* [PATCH] Unicode general categories
@ 2009-12-24 5:46 Julian Graham
2009-12-24 7:08 ` Mike Gran
0 siblings, 1 reply; 4+ messages in thread
From: Julian Graham @ 2009-12-24 5:46 UTC (permalink / raw)
To: guile-devel
[-- Attachment #1: Type: text/plain, Size: 433 bytes --]
Hi all,
Find attached a patch that adds support for finding out the Unicode
general category [0] for a character, including documentation and unit
tests. The API is pretty much the same as the one described in R6RS
Standard Libraries 1.1 [1]. I'll push if no one objects.
Regards,
Julian
[0] - http://www.unicode.org/versions/Unicode5.2.0/ch04.pdf
[1] - http://www.r6rs.org/final/html/r6rs-lib/r6rs-lib-Z-H-2.html#node_sec_1.1
[-- Attachment #2: 0001-Support-for-Unicode-general-categories.patch --]
[-- Type: text/x-diff, Size: 4804 bytes --]
From f8fef903d535fa9ceb2677ab0c7dacc7692ea0f3 Mon Sep 17 00:00:00 2001
From: Julian Graham <julian.graham@aya.yale.edu>
Date: Thu, 24 Dec 2009 00:25:19 -0500
Subject: [PATCH] Support for Unicode general categories
* libguile/chars.c, libguile/chars.h (scm_char_general_category): New function.
* test-suite/tests/chars.test: Unit tests for `char-general-category'.

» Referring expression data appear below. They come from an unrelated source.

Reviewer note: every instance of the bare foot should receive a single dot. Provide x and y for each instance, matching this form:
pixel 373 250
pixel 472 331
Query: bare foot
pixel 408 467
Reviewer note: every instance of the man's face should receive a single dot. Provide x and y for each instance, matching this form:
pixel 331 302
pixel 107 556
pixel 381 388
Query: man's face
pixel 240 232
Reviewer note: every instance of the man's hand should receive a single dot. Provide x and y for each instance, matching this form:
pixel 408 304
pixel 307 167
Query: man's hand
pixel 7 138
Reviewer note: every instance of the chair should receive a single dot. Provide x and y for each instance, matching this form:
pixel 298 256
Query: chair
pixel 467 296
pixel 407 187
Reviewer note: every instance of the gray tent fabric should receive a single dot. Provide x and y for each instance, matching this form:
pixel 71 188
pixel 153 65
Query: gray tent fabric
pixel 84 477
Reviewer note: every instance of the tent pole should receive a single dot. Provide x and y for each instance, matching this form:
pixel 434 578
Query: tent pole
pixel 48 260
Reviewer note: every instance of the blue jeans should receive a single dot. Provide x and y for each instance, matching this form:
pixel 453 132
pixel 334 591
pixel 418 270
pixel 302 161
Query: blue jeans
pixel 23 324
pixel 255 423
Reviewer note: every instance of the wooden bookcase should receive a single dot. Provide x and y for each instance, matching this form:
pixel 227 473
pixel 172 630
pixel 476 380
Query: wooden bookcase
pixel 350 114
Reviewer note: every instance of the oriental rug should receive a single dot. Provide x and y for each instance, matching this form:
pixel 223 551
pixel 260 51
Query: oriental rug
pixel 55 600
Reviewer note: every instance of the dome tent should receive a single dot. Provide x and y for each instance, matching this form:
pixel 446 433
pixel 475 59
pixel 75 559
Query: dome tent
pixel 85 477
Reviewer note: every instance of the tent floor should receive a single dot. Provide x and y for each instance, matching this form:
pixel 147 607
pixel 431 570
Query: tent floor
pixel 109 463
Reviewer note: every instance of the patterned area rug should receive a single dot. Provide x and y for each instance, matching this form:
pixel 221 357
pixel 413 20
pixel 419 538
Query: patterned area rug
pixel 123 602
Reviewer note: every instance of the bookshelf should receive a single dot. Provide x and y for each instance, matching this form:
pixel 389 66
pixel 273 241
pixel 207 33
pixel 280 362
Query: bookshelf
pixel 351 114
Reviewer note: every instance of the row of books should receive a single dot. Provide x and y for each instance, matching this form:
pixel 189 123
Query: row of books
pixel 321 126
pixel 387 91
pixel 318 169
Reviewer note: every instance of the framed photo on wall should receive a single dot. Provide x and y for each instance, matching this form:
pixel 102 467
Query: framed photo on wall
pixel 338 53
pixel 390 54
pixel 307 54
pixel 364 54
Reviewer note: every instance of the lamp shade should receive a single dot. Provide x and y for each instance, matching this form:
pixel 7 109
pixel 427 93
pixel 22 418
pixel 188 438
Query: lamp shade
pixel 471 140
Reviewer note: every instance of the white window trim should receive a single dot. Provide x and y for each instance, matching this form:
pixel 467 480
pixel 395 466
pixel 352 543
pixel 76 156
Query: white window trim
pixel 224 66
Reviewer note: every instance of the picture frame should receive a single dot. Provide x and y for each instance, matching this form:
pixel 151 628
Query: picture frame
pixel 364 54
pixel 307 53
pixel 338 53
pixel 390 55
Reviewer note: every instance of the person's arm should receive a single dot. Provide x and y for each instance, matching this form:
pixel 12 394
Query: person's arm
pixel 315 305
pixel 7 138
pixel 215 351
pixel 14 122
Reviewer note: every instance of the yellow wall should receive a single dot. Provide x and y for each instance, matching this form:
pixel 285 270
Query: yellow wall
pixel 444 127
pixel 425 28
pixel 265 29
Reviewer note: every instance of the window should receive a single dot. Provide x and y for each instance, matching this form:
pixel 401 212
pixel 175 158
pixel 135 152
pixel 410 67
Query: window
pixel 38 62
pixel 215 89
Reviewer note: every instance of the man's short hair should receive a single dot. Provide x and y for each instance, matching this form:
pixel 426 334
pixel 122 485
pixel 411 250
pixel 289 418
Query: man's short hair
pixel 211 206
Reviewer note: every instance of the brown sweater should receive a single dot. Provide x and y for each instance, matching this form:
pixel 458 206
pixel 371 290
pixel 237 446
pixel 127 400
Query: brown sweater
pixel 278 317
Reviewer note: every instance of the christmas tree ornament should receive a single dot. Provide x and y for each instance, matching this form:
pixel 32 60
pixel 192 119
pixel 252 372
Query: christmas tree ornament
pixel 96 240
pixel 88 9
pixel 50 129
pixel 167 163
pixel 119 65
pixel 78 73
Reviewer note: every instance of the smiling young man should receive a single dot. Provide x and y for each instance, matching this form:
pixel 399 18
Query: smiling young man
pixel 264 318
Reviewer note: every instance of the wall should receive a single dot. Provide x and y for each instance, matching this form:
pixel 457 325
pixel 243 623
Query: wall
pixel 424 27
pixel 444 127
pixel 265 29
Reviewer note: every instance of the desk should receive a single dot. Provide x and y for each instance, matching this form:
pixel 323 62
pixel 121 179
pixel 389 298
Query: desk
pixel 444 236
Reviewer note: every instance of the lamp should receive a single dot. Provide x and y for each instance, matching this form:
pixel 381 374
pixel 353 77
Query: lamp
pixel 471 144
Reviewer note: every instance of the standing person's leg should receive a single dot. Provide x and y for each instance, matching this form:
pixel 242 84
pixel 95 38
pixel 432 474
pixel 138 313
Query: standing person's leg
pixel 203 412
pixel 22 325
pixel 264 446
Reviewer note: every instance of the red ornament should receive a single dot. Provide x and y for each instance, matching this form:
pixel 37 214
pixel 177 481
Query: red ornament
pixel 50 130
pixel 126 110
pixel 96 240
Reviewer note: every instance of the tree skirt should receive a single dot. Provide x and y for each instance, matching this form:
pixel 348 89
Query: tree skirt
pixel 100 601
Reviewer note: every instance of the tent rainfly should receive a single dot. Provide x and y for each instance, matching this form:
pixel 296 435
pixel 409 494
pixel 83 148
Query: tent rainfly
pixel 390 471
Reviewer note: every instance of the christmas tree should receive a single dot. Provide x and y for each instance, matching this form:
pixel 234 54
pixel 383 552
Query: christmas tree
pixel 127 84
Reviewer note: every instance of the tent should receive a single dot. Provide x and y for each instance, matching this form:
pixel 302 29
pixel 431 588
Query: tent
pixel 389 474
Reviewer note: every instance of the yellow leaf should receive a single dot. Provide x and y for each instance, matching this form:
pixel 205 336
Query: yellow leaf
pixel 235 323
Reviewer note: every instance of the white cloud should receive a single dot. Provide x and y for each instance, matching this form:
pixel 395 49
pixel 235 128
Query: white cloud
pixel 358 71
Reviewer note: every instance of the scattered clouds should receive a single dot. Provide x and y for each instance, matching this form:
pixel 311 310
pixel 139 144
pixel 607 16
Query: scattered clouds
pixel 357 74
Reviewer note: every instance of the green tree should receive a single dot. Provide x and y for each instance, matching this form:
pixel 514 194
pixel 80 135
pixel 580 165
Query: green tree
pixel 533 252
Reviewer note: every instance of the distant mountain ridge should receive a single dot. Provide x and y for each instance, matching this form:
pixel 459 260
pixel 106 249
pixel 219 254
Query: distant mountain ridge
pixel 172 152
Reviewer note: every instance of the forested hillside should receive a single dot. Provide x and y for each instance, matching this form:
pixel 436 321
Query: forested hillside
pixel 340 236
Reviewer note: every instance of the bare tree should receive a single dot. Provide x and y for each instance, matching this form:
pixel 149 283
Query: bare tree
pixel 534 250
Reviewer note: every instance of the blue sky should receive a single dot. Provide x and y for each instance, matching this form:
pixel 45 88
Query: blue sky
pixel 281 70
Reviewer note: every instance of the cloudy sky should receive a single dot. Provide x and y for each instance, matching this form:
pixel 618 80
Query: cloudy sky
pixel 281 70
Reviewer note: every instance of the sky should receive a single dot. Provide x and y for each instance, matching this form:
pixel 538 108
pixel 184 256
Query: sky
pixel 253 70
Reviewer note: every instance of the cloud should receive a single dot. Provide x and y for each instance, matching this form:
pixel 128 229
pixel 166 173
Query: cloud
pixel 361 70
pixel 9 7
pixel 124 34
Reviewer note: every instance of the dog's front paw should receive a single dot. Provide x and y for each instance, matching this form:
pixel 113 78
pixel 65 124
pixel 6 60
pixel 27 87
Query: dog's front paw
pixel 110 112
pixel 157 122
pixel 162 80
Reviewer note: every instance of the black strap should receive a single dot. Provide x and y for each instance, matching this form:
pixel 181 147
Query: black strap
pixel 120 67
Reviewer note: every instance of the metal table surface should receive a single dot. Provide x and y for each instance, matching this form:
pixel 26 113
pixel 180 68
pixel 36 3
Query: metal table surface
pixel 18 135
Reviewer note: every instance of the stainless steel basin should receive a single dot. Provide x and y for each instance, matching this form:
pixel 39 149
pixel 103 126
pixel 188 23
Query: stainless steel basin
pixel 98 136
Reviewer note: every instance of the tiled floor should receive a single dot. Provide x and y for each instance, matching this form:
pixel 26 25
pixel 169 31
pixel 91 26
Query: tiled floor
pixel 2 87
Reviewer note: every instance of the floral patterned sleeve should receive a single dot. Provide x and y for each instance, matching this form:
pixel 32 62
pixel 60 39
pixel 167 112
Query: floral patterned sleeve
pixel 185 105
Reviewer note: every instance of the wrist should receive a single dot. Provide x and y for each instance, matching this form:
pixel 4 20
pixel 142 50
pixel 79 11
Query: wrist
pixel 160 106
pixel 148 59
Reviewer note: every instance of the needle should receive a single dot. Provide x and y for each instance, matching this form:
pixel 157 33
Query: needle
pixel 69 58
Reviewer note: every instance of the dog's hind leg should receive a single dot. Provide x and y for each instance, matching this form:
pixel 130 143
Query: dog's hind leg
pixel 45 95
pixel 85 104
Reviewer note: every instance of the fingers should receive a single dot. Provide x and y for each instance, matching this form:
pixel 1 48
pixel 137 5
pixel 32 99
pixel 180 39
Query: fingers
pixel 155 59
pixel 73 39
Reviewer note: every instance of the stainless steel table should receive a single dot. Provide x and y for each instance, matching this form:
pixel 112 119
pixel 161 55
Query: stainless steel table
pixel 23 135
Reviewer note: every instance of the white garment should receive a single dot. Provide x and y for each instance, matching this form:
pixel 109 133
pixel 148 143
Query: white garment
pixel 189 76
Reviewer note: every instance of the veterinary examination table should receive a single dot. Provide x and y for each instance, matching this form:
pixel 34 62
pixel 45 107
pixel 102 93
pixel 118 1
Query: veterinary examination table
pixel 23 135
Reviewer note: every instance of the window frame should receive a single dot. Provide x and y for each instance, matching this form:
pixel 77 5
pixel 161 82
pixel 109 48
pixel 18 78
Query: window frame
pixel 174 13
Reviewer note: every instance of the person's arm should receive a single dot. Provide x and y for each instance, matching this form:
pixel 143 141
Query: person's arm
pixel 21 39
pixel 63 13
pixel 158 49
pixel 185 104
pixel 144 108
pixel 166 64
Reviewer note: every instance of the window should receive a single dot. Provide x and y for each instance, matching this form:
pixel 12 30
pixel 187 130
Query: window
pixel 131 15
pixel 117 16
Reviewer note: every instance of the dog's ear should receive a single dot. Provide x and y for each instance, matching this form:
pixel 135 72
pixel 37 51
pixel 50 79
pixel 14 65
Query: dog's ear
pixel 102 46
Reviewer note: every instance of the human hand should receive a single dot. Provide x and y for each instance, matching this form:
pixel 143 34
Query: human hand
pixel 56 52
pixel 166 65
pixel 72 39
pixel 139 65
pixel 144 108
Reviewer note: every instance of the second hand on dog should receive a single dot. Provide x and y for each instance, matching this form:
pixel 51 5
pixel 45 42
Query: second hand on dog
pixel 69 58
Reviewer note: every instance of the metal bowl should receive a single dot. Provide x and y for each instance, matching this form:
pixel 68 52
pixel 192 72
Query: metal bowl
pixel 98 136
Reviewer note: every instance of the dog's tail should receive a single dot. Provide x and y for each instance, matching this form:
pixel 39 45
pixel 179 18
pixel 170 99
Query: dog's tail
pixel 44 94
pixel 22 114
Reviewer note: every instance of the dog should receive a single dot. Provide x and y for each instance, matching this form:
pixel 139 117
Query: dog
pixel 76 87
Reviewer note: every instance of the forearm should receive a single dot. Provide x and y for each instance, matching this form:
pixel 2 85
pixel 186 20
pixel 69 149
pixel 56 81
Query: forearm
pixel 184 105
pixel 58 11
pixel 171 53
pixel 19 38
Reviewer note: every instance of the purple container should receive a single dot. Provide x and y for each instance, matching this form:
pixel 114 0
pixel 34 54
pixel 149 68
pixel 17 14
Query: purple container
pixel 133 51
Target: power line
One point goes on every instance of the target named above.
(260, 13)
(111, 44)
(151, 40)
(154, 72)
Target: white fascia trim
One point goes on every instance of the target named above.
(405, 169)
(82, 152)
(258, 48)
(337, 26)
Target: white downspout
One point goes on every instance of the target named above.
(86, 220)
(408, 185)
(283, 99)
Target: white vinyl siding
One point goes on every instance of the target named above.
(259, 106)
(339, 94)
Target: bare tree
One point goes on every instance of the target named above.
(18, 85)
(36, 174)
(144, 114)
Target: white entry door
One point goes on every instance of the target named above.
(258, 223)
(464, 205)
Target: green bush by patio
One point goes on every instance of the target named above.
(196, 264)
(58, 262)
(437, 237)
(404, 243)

* doc/ref/api-data.texi (Characters): Documentation for
`char-general-category'.
---
doc/ref/api-data.texi | 91 +++++++++++++++++++++++++++++++++++++++++++
libguile/chars.c | 20 +++++++++
libguile/chars.h | 1 +
test-suite/tests/chars.test | 7 +++-
4 files changed, 118 insertions(+), 1 deletions(-)
diff --git a/doc/ref/api-data.texi b/doc/ref/api-data.texi
index 6721b12..df5db48 100755
--- a/doc/ref/api-data.texi
+++ b/doc/ref/api-data.texi
@@ -1875,6 +1875,97 @@ Return @code{#t} iff @var{chr} is either uppercase or lowercase, else
@code{#f}.
@end deffn
+@deffn {Scheme Procedure} char-general-category chr
+@deffnx {C Function} scm_char_general_category (chr)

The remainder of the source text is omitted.